Bowling January 15, 2010

Bowling Power Factor: measuring ODI performances

Based on Alex Tierno's excellent suggestion I had worked on Batting Power Factor; now I have worked on a similar power factor for bowling, with inputs from Anshu Jain.

(This piece has been written in collaboration with Anshu Jain: Updated on Sunday, Jan 16/17)

Based on Alex Tierno's excellent suggestion I had worked on Batting Power Factor - a simple measure to determine the most destructive ODI innings through simple, easy-to-create methodologies. The article was well-received because of the simplicity of the idea. My thanks to Alex.

It follows logically that I should create a similar Power Factor for bowling. I had asked for suggestions. The simplest and most effective suggestion, closest to what I myself was thinking, came from Anshu Jain. My thanks to Anshu.

The requirements are set out below.

1. The methodology should be easy to understand and easy to work out. I have been influenced by Sattvir who mentioned that he wanted to calculate the IPF for each innings as he watches TV. There should be no need to go to the net to get the batsman average or bowler strike rate or whetever. Everything should be available from the Scorecard. A calculator might be needed.

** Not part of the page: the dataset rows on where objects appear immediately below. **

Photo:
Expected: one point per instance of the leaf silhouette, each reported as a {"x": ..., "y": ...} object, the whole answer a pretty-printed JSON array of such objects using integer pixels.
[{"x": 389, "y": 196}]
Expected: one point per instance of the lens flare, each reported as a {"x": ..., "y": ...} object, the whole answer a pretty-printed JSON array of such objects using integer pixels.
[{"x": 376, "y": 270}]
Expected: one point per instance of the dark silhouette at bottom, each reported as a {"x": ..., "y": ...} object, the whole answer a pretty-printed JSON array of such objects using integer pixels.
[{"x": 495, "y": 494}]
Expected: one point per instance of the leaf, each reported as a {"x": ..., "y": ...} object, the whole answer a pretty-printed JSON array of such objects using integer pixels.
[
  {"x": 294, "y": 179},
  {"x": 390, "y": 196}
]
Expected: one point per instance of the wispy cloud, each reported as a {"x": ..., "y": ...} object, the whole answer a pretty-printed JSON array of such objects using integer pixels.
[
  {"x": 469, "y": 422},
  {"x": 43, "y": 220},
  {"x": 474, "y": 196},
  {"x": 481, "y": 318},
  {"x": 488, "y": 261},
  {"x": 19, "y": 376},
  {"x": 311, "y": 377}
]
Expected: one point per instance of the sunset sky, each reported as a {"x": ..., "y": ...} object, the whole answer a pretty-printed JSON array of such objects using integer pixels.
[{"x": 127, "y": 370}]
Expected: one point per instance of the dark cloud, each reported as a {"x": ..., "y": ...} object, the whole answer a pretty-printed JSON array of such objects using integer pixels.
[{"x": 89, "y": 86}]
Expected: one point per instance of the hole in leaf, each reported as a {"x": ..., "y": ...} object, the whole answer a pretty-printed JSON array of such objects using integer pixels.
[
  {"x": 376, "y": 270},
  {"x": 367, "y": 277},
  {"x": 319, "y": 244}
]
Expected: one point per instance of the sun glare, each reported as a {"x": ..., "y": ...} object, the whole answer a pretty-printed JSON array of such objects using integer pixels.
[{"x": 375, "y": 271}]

2. The first factor to be recognized is the number of wickets captured. This is the most signicant of a bowler's contributions in a match. It should be recognized that in a 10 over spell, capturing more number of wickets is progressively more difficult. Unlike batting where a batsman can play 150 balls and score 200 runs, here the bowler achieves all in a spell limited to 20% of team overs.

3. The batting position of wickets captured is also important. Not necessarily the batting average.

4. Bowling accuracy is important but only in relation to the team numbers. By itself the bowling accuracy figure means very little as explained below.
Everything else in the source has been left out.